Query Optimization¶
(From JianMin Wang's slides)
Introduction¶
We have so many alternative ways of evaluating a given query:
- Equivalent expressions
- Different algorithms for each operation
Evaluation Plan¶
Defines exactly what algorithm is used for each operation, and how the execution of the operations is coordinated.
Query Optimization based on cost estimation¶
choose the cheapest plan based on the estimated cost.
The estimation is based on:
- Statistical information about relations(size, unique values)
- Statistics estimation for intermediate results
- The cost to compute these statistics.
Transformation of Relational Expression¶
Transform through equivalence relational algebra expressions.
Equivalent rules¶
-  \(\sigma_{\theta_1 \wedge \theta_2} = \sigma_{\theta_1} \circ \sigma_{\theta_2} = \sigma_{\theta_2} \circ \sigma_{\theta_1}\) 
-  \(\prod_{L_1}(\prod_{L_2}( \cdots(\prod_{L_n}(E)))) = \prod_{L_1}(E)\) 
-  \(\sigma_{\theta}(E_1 \times E_2) = E_1 \Join_\theta E_2\) 
-  \(\sigma_{\theta_1}(E_1 \Join_{\theta_2}E_2) = E_1 \Join_{\theta_1 \wedge \theta_2} E_2\) 
-  \(E_1 \Join_{\theta} E_2 = E_2 \Join_{\theta} E_1\) 
-  \((E_1 \Join E_2) \Join E_3 = E_1 \Join (E_2 \Join E_3)\) 
-  \((E_1 \Join_{\theta_1} E_2) \Join_{\theta_2 \wedge \theta_3} E_3 = E_1 \Join_{\theta_1 \wedge \theta_3} (E_2 \Join_{\theta_2} E_3)\) 

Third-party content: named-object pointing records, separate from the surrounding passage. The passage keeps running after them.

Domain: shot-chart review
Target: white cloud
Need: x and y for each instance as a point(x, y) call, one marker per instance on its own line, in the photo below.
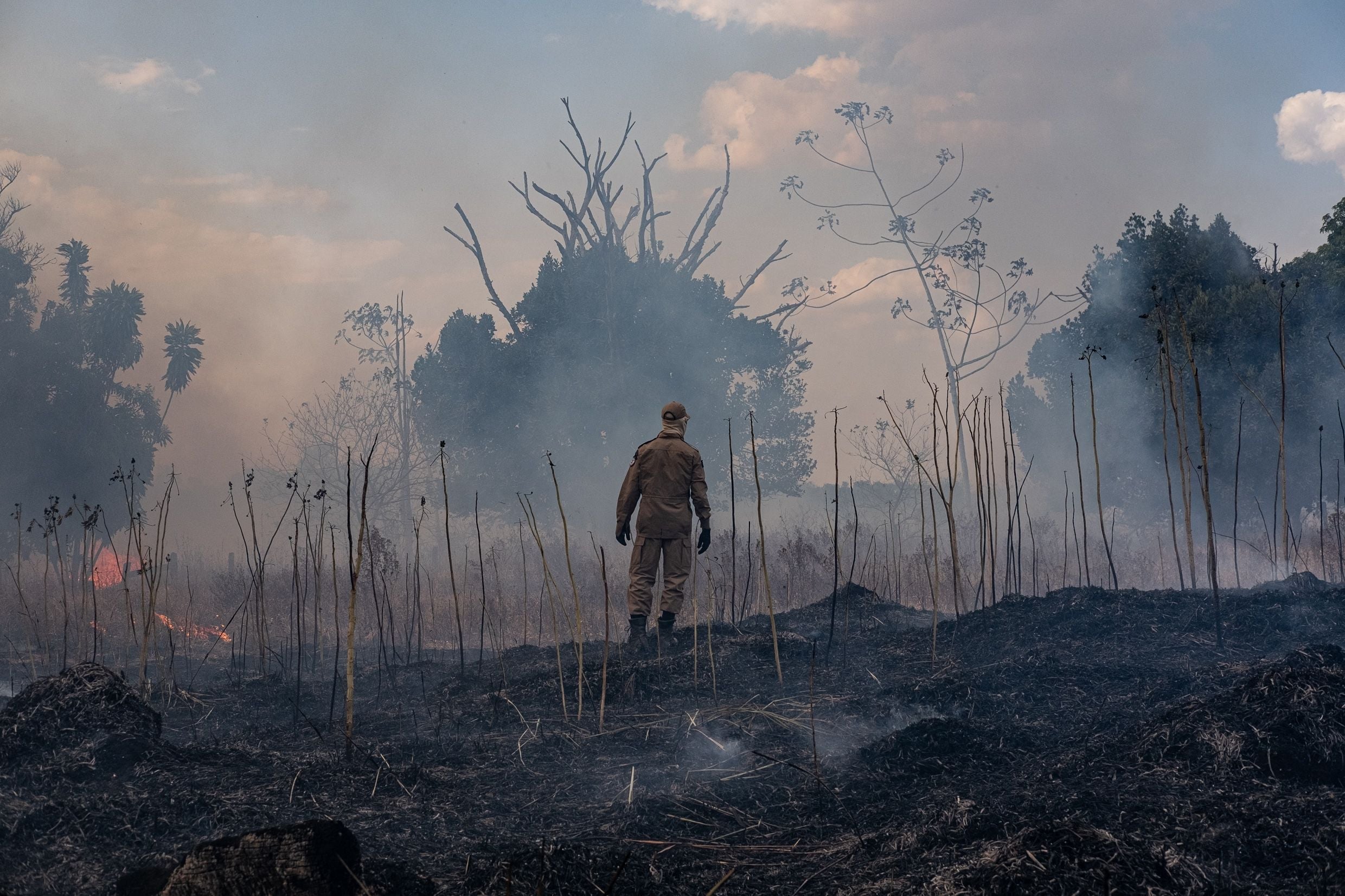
point(127, 77)
point(248, 190)
point(1312, 128)
point(268, 192)
point(758, 114)
point(831, 16)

-  \(\sigma_{\theta_0}(E_1 \Join_{\theta} E_2) = (\sigma_{\theta_0}(E_1)) \Join_{\theta} E_2\) 
-  \(\sigma_{\theta_1 \wedge \theta_2}(E_1 \Join_{\theta} E_2) = (\sigma_{\theta_1}(E_1)) \Join_{\theta}(\sigma_{\theta_2}(E_2))\) 
-  \(\prod_{L_1 \cup L_2}(E_1 \Join_{\theta} E_2) = (\prod_{L_1}(E_1)) \Join_{\theta}(\prod_{L_2}(E_2))\) 
-  \(\prod_{L_1 \cup L_2}(E_1 \Join_{\theta} E_2) = \prod_{L_1 \cup L_2} ((\prod_{L_1 \cup L_3}(E_1)) \Join_\theta (\prod_{L_2 \cup L_4}(E_2)))\) (pushdown production) 
-  set operations 
-  \(\sigma_{\theta}({}_G \gamma_A(E)) = {}_G\gamma_A(\sigma_\theta(E))\) 
-  full outer join is commutative 
Usually used ones:
pushdown something, reduce size earlier
Estimation of Costs¶
Selection cost estimation¶
Assume that data are uniform distribution in \([\min(A,r), \max(A,r)]\)
Selectivity \(s_r\) under these operation can be calculated by simple production rule.
- 合取(\(\wedge\))
- 析取(\(\vee\))
Join operation cost estimation¶
\(V(A,r)\) is count of distinct values in attribute A of r
- \(R \cap S = \emptyset\) : 直接乘起来就行
- \(R \cap S\) is a super key of \(R\)(\(S\)) : then the maximum number of join is just the size of \(S\)(\(R\))
- \(R \cap S\) is not any key for \(R\) or \(S\), we use ,the estimation of \(\frac{n_r \times n_s}{\max{(V(A,s), V(A,r))}}\)
Other Operation¶
- Production & Aggregate: V
- Outer Join: \(s(n_r \Join n_s) + n_r + n_s\)
Attributes scale estimation¶
Plan choose¶
Dynamic Programming Algorithm¶
Use Dynamic Programming to minimum join operation's cost (like matrix chain multiply)
Heuristic optimization¶
Rules:
- Perform selection early (reduces the number of tuples)
- Perform projection early (reduces the number of attributes)
- Perform most restrictive selection and join operations (i.e. with smallest result size) before other similar operations.